While what you’ve written is grammatically correct, it is ambiguous without context. It could be a Romulan probe which seeks and sometimes kills. It could be a probe that seeks and sometimes kills Romulans. In the canon example, we know that it’s a probe associated with Romulans. It’s not a probe that kills Romulans. The story that included the quote gave us that context. If we had not had any context, the original could have meant a probe that hunts and kills Romulans. The original was ambiguous in terms of the grammar, but context made it clear. pItlh charghwI’ ‘utlh (ghaH, ghaH, -Daj)

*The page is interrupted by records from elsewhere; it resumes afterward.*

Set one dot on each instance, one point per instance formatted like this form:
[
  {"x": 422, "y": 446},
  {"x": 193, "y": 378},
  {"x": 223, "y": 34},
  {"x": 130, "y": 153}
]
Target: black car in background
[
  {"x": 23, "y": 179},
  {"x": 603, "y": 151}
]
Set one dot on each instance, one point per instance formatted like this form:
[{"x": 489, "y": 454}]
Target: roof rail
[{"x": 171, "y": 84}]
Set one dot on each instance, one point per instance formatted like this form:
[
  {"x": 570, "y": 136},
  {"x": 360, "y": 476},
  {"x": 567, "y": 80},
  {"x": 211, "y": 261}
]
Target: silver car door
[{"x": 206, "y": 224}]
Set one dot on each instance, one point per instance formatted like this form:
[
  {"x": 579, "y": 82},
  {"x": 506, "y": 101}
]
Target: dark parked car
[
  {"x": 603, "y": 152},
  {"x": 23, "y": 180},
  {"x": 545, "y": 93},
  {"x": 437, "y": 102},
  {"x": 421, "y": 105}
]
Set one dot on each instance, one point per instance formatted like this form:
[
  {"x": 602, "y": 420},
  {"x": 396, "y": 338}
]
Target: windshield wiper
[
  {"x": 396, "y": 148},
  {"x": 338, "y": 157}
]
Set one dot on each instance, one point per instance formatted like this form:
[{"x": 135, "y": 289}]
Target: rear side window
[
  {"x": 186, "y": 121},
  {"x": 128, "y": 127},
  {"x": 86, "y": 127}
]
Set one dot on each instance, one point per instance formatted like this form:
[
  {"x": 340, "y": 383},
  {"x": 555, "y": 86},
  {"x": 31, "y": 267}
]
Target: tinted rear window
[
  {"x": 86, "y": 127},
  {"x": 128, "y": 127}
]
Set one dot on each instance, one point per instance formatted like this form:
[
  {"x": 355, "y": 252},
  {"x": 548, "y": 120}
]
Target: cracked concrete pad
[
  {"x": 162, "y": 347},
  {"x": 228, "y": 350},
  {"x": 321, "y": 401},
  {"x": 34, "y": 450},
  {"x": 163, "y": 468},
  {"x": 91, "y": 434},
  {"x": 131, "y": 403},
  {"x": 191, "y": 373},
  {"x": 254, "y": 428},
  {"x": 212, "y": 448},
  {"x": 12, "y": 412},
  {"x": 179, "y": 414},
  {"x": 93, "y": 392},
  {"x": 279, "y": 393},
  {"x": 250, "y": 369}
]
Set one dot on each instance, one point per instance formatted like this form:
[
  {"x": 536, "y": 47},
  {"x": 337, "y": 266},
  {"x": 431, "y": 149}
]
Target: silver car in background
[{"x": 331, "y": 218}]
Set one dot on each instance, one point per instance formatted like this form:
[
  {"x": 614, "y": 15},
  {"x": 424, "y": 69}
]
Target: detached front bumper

On May 10, 2022, at 8:09 AM, D qunen'oS <mihkoun@gmail.com> wrote:
I don't think this could be wrong, but I'll ask anyway to make certain.
We have the Ca'Non:
romuluSngan Sambogh 'ej Hoghbogh nejwI'
If I remember correctly, charghwI' once wrote that it isn't "a probe which locates and kills Romulans", but rather "a probe of the Romulans which hunts and kills".
But let's assume that the meaning is "a probe which locates and kills Romulans". Suppose I write:
romuluSngan Sambogh 'ej rut Hoghbogh nejwI' probe which locates and occasionally kills romulans
Would it be correct? Could we place a non-ovs element before the second {-bogh} of a {-bogh}'ed noun?
(Which in this case is an adverb, but could also be a time stamp, and/or a locative).